Module `evaluation`

Function `_compute_roc_worker`

_compute_roc_worker(train_test_indices: list, seed: int, features: DataFrame, gt: DataFrame, patient_ids: list, model: LogisticRegression | RandomForestClassifier | Pipeline, calculate_feature_importances: bool = False) -> tuple

Worker function to compute ROC curve for a single cross-validation split.

Args: train_test_indices (list): List containing two arrays of indices for training and test sets in the format [train_indices, test_indices]. seed (int): Random seed for reproducibility when calculating feature importances. features (pd.Series): DataFrame containing feature values for all samples. gt (pd.DataFrame): DataFrame containing ground truth labels (0/1) for all samples. patient_ids (list): List of patient identifiers corresponding to each sample. model (Union[LogisticRegression, RandomForestClassifier, Pipeline]): Pre-trained sklearn model or pipeline to evaluate. Model will be cloned before fitting. calculate_feature_importances (bool, optional): If True, calculates permutation feature importance scores using the test set. Defaults to False.

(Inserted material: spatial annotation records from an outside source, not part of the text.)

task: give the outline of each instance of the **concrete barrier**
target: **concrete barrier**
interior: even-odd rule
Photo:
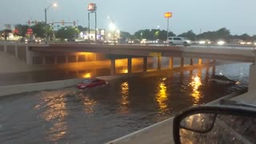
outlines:
[[[126,78],[131,75],[118,74],[112,76],[98,77],[106,81]],[[0,97],[17,94],[21,93],[27,93],[33,91],[46,90],[58,90],[65,87],[73,86],[78,82],[81,82],[84,78],[75,78],[62,81],[45,82],[39,83],[30,83],[22,85],[14,85],[7,86],[0,86]]]

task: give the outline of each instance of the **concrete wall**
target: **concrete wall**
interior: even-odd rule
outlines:
[[[250,66],[249,72],[249,91],[256,90],[256,65],[251,64]]]
[[[129,77],[129,75],[119,74],[119,75],[104,76],[104,77],[98,77],[98,78],[108,81],[111,79],[121,78],[125,77]],[[23,85],[0,86],[0,97],[17,94],[21,93],[45,90],[62,89],[65,87],[73,86],[77,83],[81,82],[82,79],[83,78],[75,78],[75,79],[68,79],[68,80],[63,80],[63,81],[54,81],[54,82],[39,82],[39,83],[30,83],[30,84],[23,84]]]
[[[7,50],[6,52],[7,52],[9,54],[15,55],[15,46],[14,46],[14,45],[12,45],[12,46],[9,45],[9,46],[7,46],[6,50]]]

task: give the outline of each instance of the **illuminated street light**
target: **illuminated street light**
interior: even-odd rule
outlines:
[[[115,25],[111,22],[111,23],[110,24],[110,30],[114,31],[114,30],[115,30],[115,28],[116,28],[116,27],[115,27]]]
[[[47,26],[47,10],[49,10],[51,6],[54,6],[54,7],[57,7],[57,3],[51,3],[47,8],[45,8],[45,20],[46,20],[46,26],[48,27]],[[46,38],[48,40],[48,34],[46,33]]]
[[[58,5],[57,5],[57,3],[51,3],[47,8],[45,8],[46,24],[47,24],[47,10],[49,10],[51,6],[57,7]]]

Returns: tuple: Tuple containing:

fpr (array): False positive rates for ROC curve
tpr (array): True positive rates for ROC curve
thresholds (array): Classification thresholds for ROC curve
roc_auc (float): Area under ROC curve
feature_importances (array or None): Mean permutation importance scores if calculated, None otherwise
misclassified (list): List of patient IDs for misclassified samples

Function `evaluate`

View Source

evaluate(csv: DataFrame, output_path: str, image_type: Literal[combined, t2, adc, dwi, verdict, mismo_adc, Any], feature_extraction_method: str, model: LogisticRegression | RandomForestClassifier | Pipeline, model_type: str, features_used: list, num_cv_repeats: int, num_cv_folds: int, num_workers: int, exclude_num_first_columns: int, use_individual_lesions: bool, plot_dict: dict[str, Any], clearml_logger: UnionType[Logger, None] = None) -> dict

Evaluate a pretrained machine learning model on medical imaging data.

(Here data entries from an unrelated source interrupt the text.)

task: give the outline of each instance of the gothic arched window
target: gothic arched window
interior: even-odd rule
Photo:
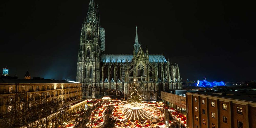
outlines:
[[[92,66],[91,66],[90,67],[90,78],[92,78]]]
[[[138,76],[145,76],[144,65],[142,63],[140,63],[138,66],[137,69],[138,71]]]
[[[90,48],[87,48],[86,53],[87,53],[87,54],[86,54],[86,57],[89,57],[89,58],[90,59],[91,56],[91,50],[90,49]]]
[[[91,30],[89,30],[86,33],[87,34],[87,40],[91,40]]]
[[[87,77],[87,67],[86,67],[84,68],[84,78]]]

Args: csv (pd.DataFrame): DataFrame containing features, ground truth labels and patient metadata. Must include columns 'cancer', 'path', 'isup', and imaging features. output_path (str): Directory path where evaluation plots and results will be saved. image_type (Literal["combined", "t2", "adc", "dwi", "verdict", "mismo_adc"]): Type of MRI sequence used

combined: All sequences combined
t2: T2-weighted imaging
adc: Apparent Diffusion Coefficient maps
dwi: Diffusion Weighted Imaging
verdict: VERDICT imaging
mismo_adc: MISMO ADC maps use_feature (str): Name of the specific feature subset to use for evaluation. config (BaseConfig): Configuration object containing model parameters, training settings and evaluation options. model (Union[LogisticRegression, RandomForestClassifier, Pipeline]): Pre-trained sklearn model or pipeline to evaluate. Supported models are LogisticRegression and RandomForestClassifier. model_type (str): String identifier for the model type (e.g. "RandomForest", "LogisticRegression"). clearml_logger (ClearmlLogger | None): Optional ClearML logger for experiment tracking. Defaults to None.

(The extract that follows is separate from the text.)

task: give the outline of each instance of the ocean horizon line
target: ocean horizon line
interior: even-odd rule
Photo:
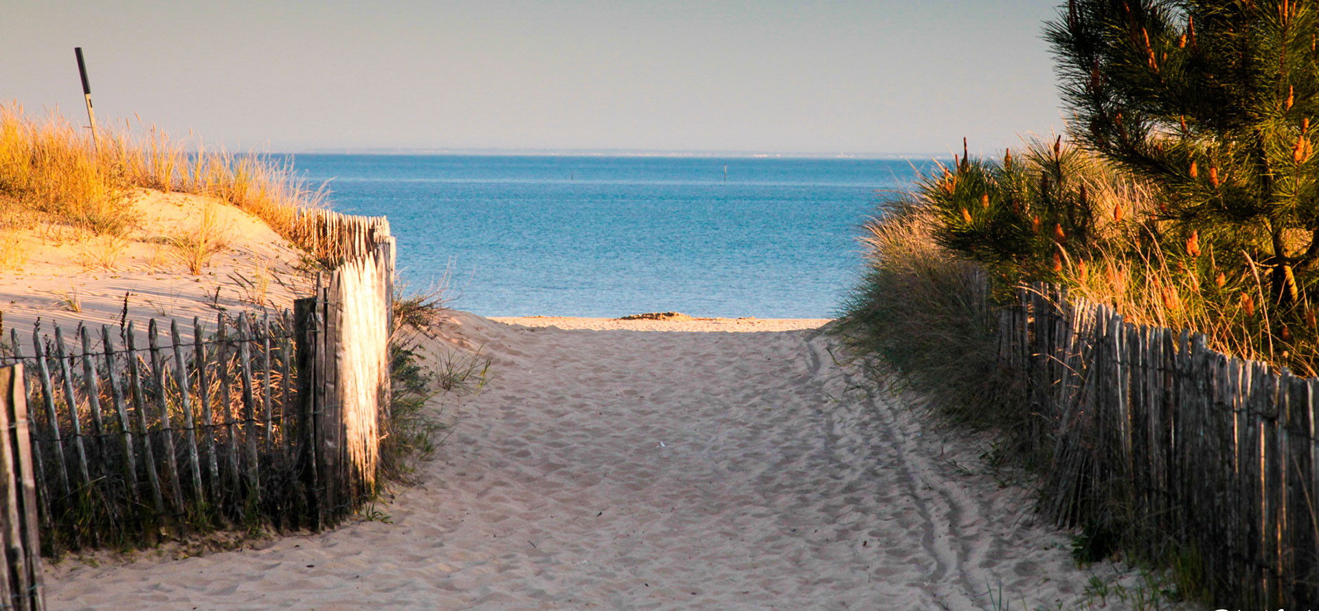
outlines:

Returns: dict: Dictionary containing evaluation metrics and results with keys:

fprs: False positive rates
tprs: True positive rates
thresholds: Classification thresholds
aucs: Area under ROC curves
f_importances: Feature importance scores

Function `evaluate_bootstrapped_model`

View Source

evaluate_bootstrapped_model(features: DataFrame, patient_ids: list, gt: Series, model: LogisticRegression | RandomForestClassifier | Pipeline, num_repeats: int, random_state: int = 42, num_workers: int = 32, num_cv_folds: int = 3) -> tuple

Evaluate a machine learning model using bootstrapped cross-validation.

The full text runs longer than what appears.